6.25.15

by | Jun 25, 2015

My first trip to Milan in 1979 was an amalgam (I love that word, amalgam…) of travel, relaxation, and industrial espionage. When I returned in 1981, I was in full-on spy mode. It was all about trying to find the next rung on the ladder. I had been making bicycles for almost a decade and was tired of the food chain I was part of. There was this sense that the trade in Europe was pushing boundaries exponentially, but at home it seemed stale.

I had always used components that weren’t commonly available in North America, having secured some private lines as far back as 1975. But these channels were closing. And I couldn’t see making my frames with the crap that was being served to my niche by the distributors here.

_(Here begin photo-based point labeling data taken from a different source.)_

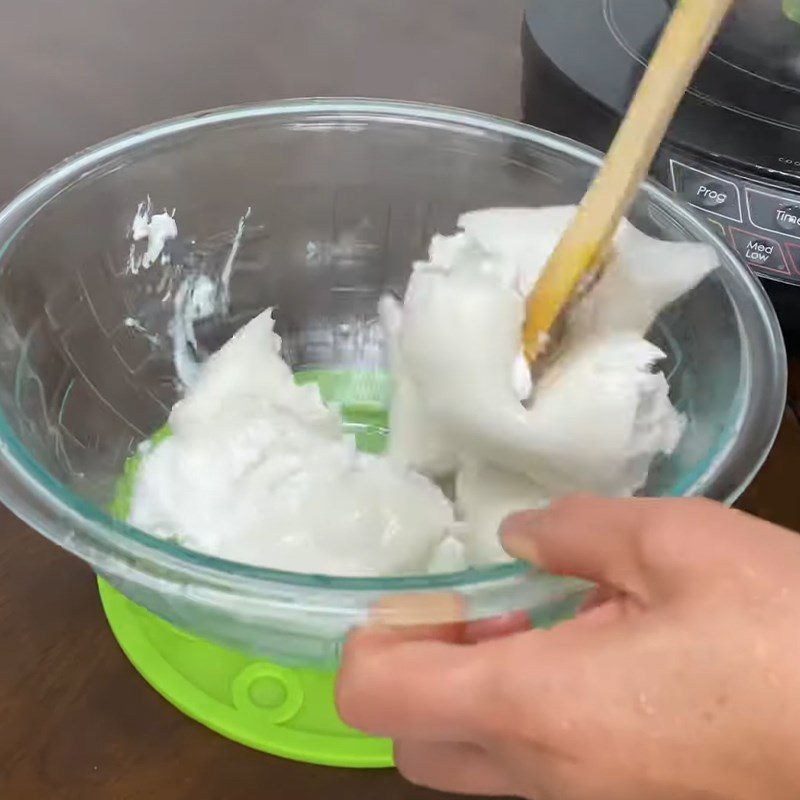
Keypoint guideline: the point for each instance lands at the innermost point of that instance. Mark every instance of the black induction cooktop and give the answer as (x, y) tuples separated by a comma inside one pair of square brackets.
[(744, 104), (733, 149)]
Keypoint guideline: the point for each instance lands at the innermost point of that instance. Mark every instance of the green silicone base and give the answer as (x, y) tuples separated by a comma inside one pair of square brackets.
[(285, 712)]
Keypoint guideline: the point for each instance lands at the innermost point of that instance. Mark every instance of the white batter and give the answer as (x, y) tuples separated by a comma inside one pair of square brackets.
[(258, 470)]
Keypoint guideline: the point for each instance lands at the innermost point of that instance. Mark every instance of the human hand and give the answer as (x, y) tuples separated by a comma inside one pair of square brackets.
[(679, 681)]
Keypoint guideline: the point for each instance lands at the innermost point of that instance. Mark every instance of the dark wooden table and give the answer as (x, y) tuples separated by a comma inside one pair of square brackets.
[(76, 721)]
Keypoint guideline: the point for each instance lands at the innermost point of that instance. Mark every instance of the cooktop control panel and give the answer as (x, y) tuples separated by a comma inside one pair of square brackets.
[(760, 221)]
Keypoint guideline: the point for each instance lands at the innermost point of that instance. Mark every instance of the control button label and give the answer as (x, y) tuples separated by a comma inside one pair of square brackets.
[(771, 212), (706, 191), (759, 251), (794, 256), (711, 195), (788, 218)]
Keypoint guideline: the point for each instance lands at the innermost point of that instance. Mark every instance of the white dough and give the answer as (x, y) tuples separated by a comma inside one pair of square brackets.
[(259, 470), (598, 417)]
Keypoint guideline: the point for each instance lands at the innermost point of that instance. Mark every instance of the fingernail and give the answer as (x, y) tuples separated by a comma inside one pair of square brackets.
[(418, 609), (518, 536)]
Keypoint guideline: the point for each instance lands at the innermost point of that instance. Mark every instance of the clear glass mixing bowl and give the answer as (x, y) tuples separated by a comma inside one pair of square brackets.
[(344, 195)]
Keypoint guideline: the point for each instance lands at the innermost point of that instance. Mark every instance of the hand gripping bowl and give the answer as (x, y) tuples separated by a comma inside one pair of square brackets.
[(344, 194)]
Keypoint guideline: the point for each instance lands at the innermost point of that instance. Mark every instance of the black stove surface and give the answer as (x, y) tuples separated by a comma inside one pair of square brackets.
[(744, 105)]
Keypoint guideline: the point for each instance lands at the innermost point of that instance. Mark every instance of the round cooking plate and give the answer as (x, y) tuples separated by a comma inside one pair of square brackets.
[(754, 65), (744, 105)]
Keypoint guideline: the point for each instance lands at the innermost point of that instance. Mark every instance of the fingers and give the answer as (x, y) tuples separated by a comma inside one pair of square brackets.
[(451, 767), (497, 627), (631, 545), (391, 684)]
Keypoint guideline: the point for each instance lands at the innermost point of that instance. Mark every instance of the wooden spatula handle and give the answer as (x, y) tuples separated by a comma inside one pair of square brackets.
[(682, 46)]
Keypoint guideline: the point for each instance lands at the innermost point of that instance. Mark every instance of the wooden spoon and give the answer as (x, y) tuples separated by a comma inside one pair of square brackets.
[(584, 246)]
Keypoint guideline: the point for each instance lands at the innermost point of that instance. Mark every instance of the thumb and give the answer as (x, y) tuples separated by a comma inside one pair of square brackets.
[(636, 545)]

By fate, along with some surreal help from Howie Cohen of Everything Bicycles fame (as well as for his product placement coup in the movie, E.T.), I began a relationship with Takahashi Press in Tokyo (the one in Japan). Mr. Kikuchi, the firm’s president, personally answered all of my mail and made me feel like a valued customer.

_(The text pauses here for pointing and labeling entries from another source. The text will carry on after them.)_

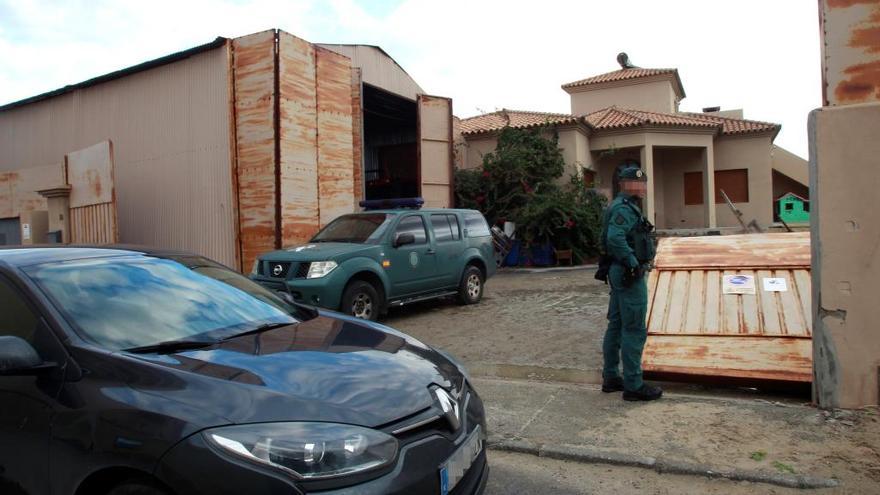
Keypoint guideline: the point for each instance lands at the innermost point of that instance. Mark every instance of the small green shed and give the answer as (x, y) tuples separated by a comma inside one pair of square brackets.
[(793, 208)]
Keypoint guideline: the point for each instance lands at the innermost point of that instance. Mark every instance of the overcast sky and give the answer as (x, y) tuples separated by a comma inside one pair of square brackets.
[(762, 56)]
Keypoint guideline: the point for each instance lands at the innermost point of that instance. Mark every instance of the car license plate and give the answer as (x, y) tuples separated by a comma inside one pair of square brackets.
[(453, 470)]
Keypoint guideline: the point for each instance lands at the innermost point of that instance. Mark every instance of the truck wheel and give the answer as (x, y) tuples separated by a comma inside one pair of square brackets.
[(470, 290), (361, 300)]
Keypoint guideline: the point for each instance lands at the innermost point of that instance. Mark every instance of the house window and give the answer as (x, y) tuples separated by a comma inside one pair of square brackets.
[(735, 184), (693, 188)]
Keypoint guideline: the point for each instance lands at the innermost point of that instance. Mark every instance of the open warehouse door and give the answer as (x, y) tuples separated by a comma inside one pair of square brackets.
[(435, 151)]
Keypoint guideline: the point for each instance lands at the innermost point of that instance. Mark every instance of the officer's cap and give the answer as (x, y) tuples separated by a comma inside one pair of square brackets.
[(631, 171)]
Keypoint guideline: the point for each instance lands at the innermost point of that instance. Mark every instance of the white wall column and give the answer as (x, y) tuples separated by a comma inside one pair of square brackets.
[(709, 186), (647, 161)]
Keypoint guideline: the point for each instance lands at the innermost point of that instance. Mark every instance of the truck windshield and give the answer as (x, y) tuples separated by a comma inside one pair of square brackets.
[(121, 302), (359, 229)]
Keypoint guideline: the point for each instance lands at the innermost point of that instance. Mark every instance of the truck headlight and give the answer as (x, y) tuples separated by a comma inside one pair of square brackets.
[(307, 450), (318, 269)]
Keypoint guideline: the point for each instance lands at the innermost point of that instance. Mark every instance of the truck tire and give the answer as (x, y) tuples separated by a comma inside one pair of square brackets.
[(361, 300), (470, 290)]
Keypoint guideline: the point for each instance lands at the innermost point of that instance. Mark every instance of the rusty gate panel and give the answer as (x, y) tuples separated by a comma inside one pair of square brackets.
[(254, 80), (850, 51), (435, 150), (298, 140), (695, 329), (357, 129), (90, 174), (335, 155)]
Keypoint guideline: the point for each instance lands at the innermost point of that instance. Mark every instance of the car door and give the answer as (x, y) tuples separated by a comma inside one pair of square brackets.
[(413, 266), (26, 404), (449, 246)]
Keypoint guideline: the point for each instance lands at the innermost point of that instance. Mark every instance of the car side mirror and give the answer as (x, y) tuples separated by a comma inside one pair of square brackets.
[(17, 357), (404, 239)]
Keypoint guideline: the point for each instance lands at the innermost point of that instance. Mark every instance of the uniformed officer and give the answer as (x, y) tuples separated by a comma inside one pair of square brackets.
[(630, 250)]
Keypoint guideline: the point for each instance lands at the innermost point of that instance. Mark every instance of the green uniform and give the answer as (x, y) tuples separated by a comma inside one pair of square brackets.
[(626, 238)]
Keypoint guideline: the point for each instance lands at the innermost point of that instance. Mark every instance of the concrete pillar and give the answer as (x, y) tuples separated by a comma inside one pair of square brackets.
[(647, 161), (709, 187), (59, 210)]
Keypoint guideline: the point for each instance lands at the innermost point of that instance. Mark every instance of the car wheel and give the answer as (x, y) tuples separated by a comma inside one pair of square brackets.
[(137, 487), (470, 290), (362, 300)]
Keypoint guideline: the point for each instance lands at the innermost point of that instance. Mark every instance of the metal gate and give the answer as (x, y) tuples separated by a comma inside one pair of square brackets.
[(10, 232), (92, 195)]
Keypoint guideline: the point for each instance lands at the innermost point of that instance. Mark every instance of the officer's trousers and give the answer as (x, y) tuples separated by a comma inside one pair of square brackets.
[(626, 333)]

The letter mentions a set of lugs I designed. We were going to have Hitachi do the lost wax casting. The parts made it to the market. But they were clunky. Somehow, the elegant curves and sinewy edges I originally created looked wrong. Many framebuilders began using them, as did some major production houses. But I was left cold, even though these came from my loin. The project was a very good idea, but perhaps it was a generation too soon for me to be using my own lugs.